Dysregulation of hepatic deiodinase type I in metabolically associated steatotic liver disease.

Hepatic thyroid hormone action plays an important role in preventing the development and progression of metabolic liver diseases, as evidenced by the recent success of the receptor-specific agonist resmetirom. The liver enzyme deiodinase type I (DIO1) is important for controlling the local availability of thyroid hormone and is upregulated in metabolically associated steatotic liver disease (MASLD), which is thought to be a compensatory mechanism to enhance local hormone action. However, it remains unclear whether this increase is maintained in later stages of MASLD and whether an induction of Dio1 can provide beneficial metabolic effects. Studying mouse models with different stages of MASLD, we show here that Dio1 mRNA expression and activity are rapidly induced within 1 week by high-caloric dietary intervention. In later stages, this increase was less pronounced. Surprisingly, altered Dio1 mRNA concentration became progressively less well associated with altered DIO1 enzyme activity, suggesting uncoupling of mRNA and protein biosynthesis. In order to enhance DIO1 activity in MASLD development, a transgenic strategy was applied by using an adeno-associated virus-based liver-specific gene therapy with either the Dio1 or Socs3 gene.
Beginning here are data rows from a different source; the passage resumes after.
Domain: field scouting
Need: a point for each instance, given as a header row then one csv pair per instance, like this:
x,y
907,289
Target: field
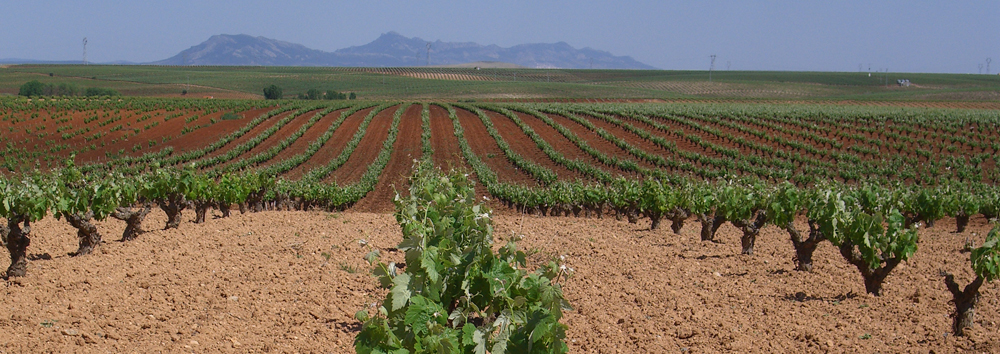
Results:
x,y
511,84
583,164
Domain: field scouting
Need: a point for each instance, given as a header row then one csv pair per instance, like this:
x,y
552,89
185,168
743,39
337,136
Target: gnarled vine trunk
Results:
x,y
750,231
86,231
873,277
200,210
4,231
965,302
961,222
710,225
804,249
677,218
18,239
173,207
654,217
224,209
133,220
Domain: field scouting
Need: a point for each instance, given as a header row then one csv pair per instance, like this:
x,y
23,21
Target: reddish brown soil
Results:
x,y
522,144
292,281
571,150
284,132
394,177
250,135
484,146
333,147
618,132
302,143
367,149
447,154
205,136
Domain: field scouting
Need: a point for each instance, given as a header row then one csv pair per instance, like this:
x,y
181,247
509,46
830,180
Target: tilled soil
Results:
x,y
292,281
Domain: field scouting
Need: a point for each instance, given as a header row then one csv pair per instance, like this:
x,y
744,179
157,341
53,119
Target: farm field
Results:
x,y
590,180
259,282
428,83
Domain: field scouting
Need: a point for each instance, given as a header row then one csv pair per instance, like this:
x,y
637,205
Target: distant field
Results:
x,y
509,83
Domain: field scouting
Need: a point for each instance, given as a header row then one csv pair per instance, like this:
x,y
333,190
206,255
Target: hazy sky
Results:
x,y
904,36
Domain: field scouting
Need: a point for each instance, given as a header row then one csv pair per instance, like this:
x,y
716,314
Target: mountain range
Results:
x,y
394,50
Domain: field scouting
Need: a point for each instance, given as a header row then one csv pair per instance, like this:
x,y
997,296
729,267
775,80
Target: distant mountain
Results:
x,y
393,49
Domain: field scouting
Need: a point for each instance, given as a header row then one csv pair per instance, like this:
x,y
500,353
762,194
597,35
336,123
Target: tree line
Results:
x,y
35,88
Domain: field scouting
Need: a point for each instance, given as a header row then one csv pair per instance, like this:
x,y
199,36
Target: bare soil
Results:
x,y
292,281
333,147
484,146
522,144
302,143
447,154
394,177
367,150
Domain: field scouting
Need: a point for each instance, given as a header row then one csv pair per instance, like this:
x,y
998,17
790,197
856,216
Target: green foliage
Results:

In either model, DIO1 activity was increased, but neither thyroid hormone target genes nor metabolic parameters were positively affected in the time frame of the experiment. We conclude that hepatic DIO1 biosynthesis becomes progressively disturbed with disease progression in MASLD by a decoupling of its transcript and protein levels, highlighting the key importance of translational processes controlling DIO1 in hepatocytes, which are likely affected by local inflammatory mechanisms.